Hanel, A., Orpet, R., Hilton, R., Nottingham, L., Schmidt-Jeffris, R. Does mass trapping earwigs in stone fruit orchards affect yield and fruit damage? Entomological Society of America 69th Annual Meeting, 31 October-3 November 2021, Denver, CO.

Hanel, A., Orpet, R., Hilton, R., Nottingham, L., Schmidt-Jeffris, R. Back to basics: the dual role of earwigs in tree fruit orchards. Pacific Branch - Entomological Society of America Annual Meeting, 10-13 April 2022, Santa Rosa, CA.

Other educational activities:

Biological control stakeholder focus groups held in Wenatchee, Yakima, and Okanogan (WA) and Medford and Hood River (OR). Earwigs as biological control agents were mentioned in each discussion.

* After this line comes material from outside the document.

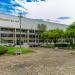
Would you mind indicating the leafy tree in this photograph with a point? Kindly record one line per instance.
(53, 34)
(41, 28)
(70, 33)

Over 60 participants, which included growers, crop consultants, and extension specialists.

Outreach in Progress

  • One peer-reviewed publication currently in progress (Orpet)
  • One field tour to be held 8-10 May 2022, sponsored by the Entomological Society of America and led by Schmidt-Jeffris. 55 attendees will include entomologists, orchardists, viticulturists, beneficial insect producers, and crop consultants. The group will discuss the future of biocontrol in perennial crops and include using earwigs as part of the discussion.
  • A feature on the earwig project is planned by a writer at the Good Fruit Grower magazine for some time this summer
  • All collaborators plan to discuss earwig research at one or more of the winter grower meetings this coming year
3 Farmers changed or adopted a practice

Education and Outreach Outcomes

25 Producers reported gaining knowledge, attitude, skills and/or awareness as a result of the project
Key areas taught:
  • The role of earwigs in orchard pest management
  • How to monitor for earwigs

Success Stories

    Success stories:

    One of our participating growers (Bear Creek Orchards, the largest pear and peach grower in Southern Oregon) is planning to conduct their own trap and release program this upcoming season. They will be trapping earwigs in peach orchards and releasing them in pear orchards.

    Another grower in Wenatchee Valley is conducting releases of earwigs in his pears as a result of hearing about this project.

     

Any opinions, findings, conclusions, or recommendations expressed in this publication are those of the author(s) and do not necessarily reflect the view of the U.S. Department of Agriculture or SARE.